Figures 3, 4, 5, and 6 present the visualization results for heart disease, diabetes mellitus, stroke, and hypertension, respectively. In these figures, we use “True” to indicate that a sample point corresponds to a patient diagnosed with the disease and “False” to indicate that the patient is not diagnosed with the disease. Taking heart disease as an example, Fig. 3a demonstrates that label encoding fails to distinguish between patients with and without heart disease. In contrast, Fig. 3b shows significant improvement with multi-hot encoding, where patients with heart disease (orange) are more concentrated on the right side. Moreover, Fig. 3c highlights the superior clustering effect of the pre-trained ICD embedding—patients without heart disease (blue) form a large, distinct cluster, whereas those with the disease (orange) form another clearly defined cluster. Similar patterns can be observed for the other three diseases. These results confirm that the ICD embedding effectively captures relationships between different ICD codes, providing a robust representation of diseases.
Fig. 3.
Heart disease data visualization in different encodings.
Fig. 4.
Diabetes mellitus data visualization in different encodings.
Fig. 5.
Stroke data visualization in different encodings.
Fig. 6.
Hypertension data visualization in different encodings.
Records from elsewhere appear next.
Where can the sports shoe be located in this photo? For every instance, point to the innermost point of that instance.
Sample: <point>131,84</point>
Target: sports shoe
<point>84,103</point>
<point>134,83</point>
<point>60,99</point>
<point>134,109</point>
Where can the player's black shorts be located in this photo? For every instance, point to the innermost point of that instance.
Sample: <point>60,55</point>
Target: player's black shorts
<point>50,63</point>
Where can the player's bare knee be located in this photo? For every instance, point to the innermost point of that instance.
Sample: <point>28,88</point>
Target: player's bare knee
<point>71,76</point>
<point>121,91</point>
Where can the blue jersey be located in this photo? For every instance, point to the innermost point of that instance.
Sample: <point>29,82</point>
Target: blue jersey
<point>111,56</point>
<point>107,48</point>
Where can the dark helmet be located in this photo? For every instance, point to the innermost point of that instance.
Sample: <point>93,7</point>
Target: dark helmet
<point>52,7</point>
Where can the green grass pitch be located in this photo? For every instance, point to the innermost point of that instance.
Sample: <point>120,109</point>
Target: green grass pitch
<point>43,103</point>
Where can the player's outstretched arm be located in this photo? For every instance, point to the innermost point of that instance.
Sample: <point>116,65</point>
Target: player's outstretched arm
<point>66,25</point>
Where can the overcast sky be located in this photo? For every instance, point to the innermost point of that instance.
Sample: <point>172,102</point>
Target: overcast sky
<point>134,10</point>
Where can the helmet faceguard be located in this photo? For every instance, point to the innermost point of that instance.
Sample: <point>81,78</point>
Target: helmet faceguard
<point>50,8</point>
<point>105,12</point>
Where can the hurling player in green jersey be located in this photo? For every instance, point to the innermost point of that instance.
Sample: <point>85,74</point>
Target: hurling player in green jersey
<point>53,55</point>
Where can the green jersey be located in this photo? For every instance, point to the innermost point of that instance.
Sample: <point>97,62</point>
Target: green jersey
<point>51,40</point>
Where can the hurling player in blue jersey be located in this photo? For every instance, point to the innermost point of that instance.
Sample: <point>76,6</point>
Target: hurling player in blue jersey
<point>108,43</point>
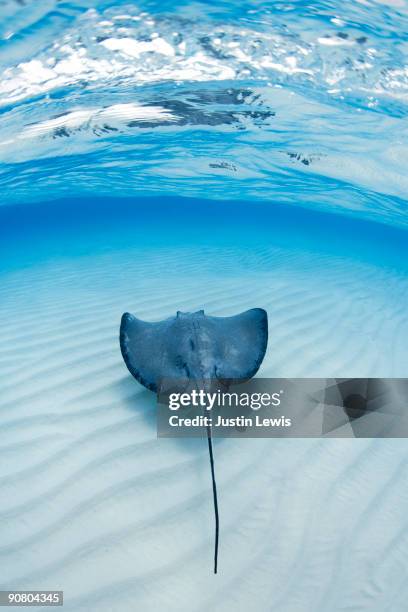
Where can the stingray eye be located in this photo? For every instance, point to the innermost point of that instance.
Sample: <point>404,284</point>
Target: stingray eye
<point>181,365</point>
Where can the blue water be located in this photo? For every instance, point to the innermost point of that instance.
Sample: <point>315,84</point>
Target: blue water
<point>166,156</point>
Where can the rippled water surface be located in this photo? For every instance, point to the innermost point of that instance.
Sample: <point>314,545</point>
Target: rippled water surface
<point>295,102</point>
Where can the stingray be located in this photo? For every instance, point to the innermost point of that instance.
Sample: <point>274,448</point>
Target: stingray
<point>199,348</point>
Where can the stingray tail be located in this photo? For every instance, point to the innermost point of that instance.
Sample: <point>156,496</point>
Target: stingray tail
<point>215,499</point>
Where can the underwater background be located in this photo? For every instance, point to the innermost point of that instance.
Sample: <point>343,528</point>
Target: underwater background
<point>161,156</point>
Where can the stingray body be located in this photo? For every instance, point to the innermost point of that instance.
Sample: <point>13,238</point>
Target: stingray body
<point>197,348</point>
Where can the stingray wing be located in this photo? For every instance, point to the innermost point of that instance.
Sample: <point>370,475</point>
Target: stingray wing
<point>143,347</point>
<point>242,342</point>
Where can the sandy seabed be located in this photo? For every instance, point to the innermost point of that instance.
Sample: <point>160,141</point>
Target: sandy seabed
<point>94,504</point>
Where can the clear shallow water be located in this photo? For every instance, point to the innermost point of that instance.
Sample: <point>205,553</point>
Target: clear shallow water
<point>166,157</point>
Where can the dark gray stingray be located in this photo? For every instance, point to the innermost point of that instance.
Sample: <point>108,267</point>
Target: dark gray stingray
<point>199,348</point>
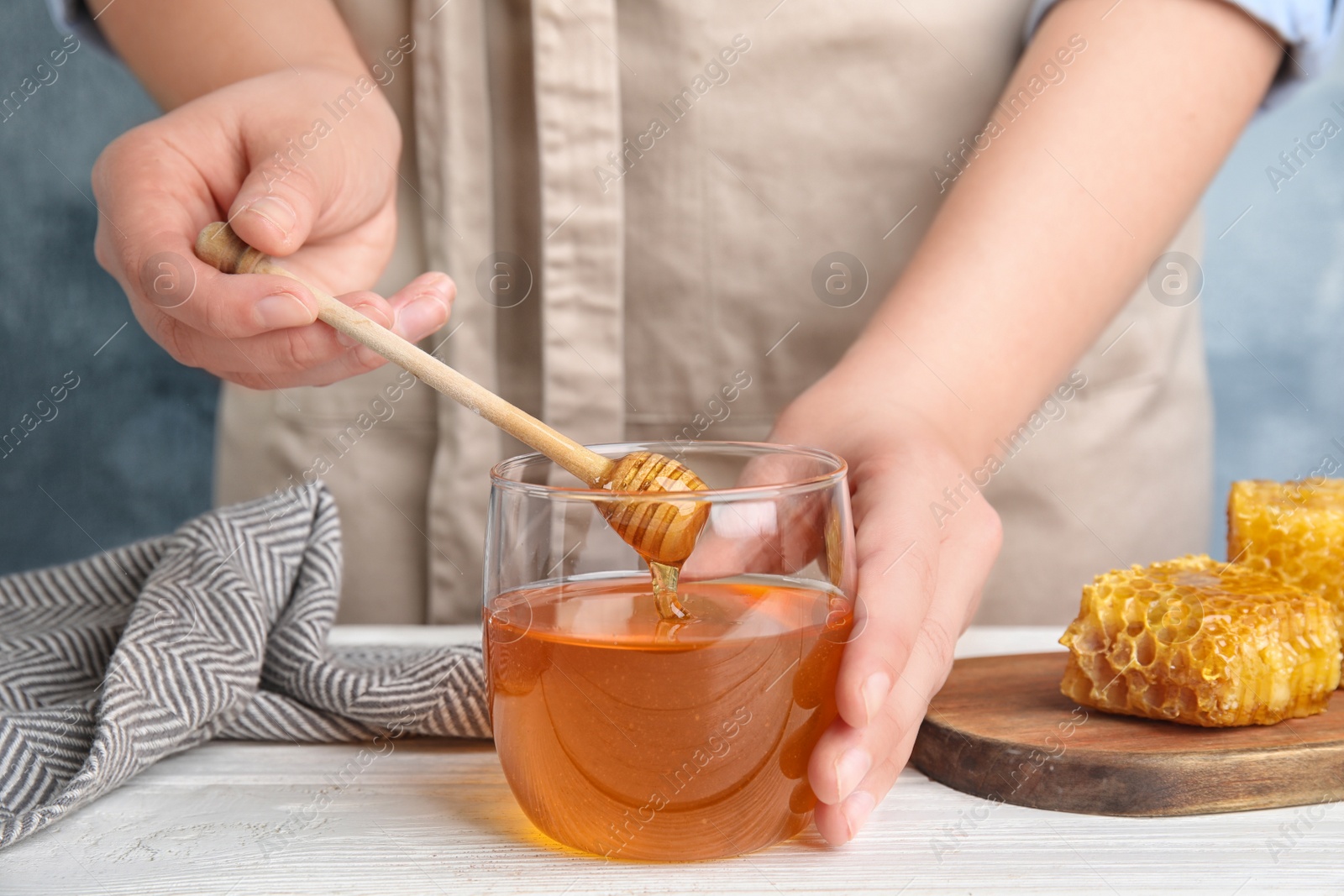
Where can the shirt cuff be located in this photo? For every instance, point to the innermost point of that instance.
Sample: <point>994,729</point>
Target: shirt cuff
<point>73,16</point>
<point>1308,29</point>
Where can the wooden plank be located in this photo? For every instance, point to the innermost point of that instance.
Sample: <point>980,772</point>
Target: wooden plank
<point>432,819</point>
<point>1001,730</point>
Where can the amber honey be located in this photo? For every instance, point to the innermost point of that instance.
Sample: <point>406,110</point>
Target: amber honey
<point>633,738</point>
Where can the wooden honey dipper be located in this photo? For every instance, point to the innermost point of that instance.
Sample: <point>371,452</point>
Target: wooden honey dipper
<point>663,532</point>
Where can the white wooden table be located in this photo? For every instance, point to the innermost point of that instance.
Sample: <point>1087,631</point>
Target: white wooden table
<point>436,817</point>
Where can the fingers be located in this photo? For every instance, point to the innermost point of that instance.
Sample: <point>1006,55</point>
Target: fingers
<point>853,766</point>
<point>315,354</point>
<point>276,212</point>
<point>779,535</point>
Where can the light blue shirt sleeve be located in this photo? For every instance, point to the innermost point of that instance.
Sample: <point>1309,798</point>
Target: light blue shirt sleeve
<point>71,16</point>
<point>1308,29</point>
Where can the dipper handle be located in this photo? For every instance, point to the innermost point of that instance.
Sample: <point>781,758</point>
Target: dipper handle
<point>221,248</point>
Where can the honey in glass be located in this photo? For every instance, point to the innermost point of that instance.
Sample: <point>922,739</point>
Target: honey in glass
<point>631,736</point>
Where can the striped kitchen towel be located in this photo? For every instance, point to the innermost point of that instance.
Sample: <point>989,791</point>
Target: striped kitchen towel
<point>218,631</point>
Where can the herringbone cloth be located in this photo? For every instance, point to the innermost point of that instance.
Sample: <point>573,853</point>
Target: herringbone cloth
<point>218,631</point>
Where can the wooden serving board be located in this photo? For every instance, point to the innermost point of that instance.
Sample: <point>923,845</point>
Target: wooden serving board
<point>1000,730</point>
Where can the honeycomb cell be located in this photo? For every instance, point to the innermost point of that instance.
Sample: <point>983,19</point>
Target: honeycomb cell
<point>1216,645</point>
<point>1292,530</point>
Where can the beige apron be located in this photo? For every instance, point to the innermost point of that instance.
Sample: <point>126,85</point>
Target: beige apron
<point>671,174</point>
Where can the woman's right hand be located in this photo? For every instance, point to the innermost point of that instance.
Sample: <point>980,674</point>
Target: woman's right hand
<point>272,157</point>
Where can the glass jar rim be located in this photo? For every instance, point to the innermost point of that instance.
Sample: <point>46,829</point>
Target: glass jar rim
<point>501,479</point>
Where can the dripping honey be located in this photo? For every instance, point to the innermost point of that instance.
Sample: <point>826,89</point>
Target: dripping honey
<point>631,738</point>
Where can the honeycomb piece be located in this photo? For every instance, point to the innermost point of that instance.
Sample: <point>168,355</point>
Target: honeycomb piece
<point>1203,644</point>
<point>1292,530</point>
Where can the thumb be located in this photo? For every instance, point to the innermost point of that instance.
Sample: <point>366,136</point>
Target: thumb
<point>276,207</point>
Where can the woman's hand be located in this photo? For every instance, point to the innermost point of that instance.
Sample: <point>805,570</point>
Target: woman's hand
<point>920,584</point>
<point>296,181</point>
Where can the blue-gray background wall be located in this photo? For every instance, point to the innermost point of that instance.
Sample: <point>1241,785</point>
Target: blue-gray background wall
<point>128,453</point>
<point>1274,298</point>
<point>129,450</point>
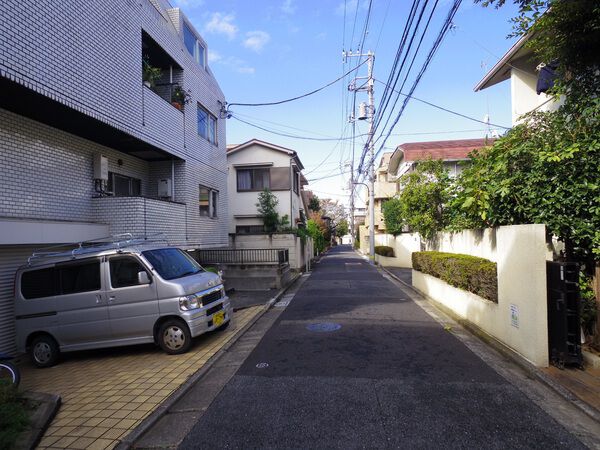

Performance: single-task versus multi-task learning
In this experiment, we directly compare the performance of six models under both STL and MTL settings. Tables 1, 2, 3, and 4 present the results for heart disease, diabetes mellitus, stroke, and hypertension, respectively. Overall, we observe that both STL and MTL approaches achieve high AUC scores across all four diseases. First, this demonstrates that the multimodal architecture18 developed for dementia prediction can also effectively predict chronic diseases. Additionally, CTR models originally designed for recommendation systems can be adapted for disease prediction. Second, there is a common assumption that STL sets an upper bound for MTL performance. However, we observe that some MTL results outperform STL results, suggesting that shared information or multimorbidity may exist among these four chronic diseases. Third, regardless of STL or MTL, the best AUC results are achieved by MAND-LSTM, highlighting the importance of temporal information extracted from ICD code sequences.
Table 1.
Comparison between STL and MTL in heart disease prediction. MAND-LR, MAND-MLP, MAND-LSTM, and MAND-MHSA denote the MAND architecture integrated with logistic regression, multilayer perceptron (MLP), LSTM, and multi-head self-attention as ICD feature extraction modules, respectively. FM and DCN represent CTR-based approaches. BAC: balanced accuracy; FPR: false positive rate; FNR: false negative rate.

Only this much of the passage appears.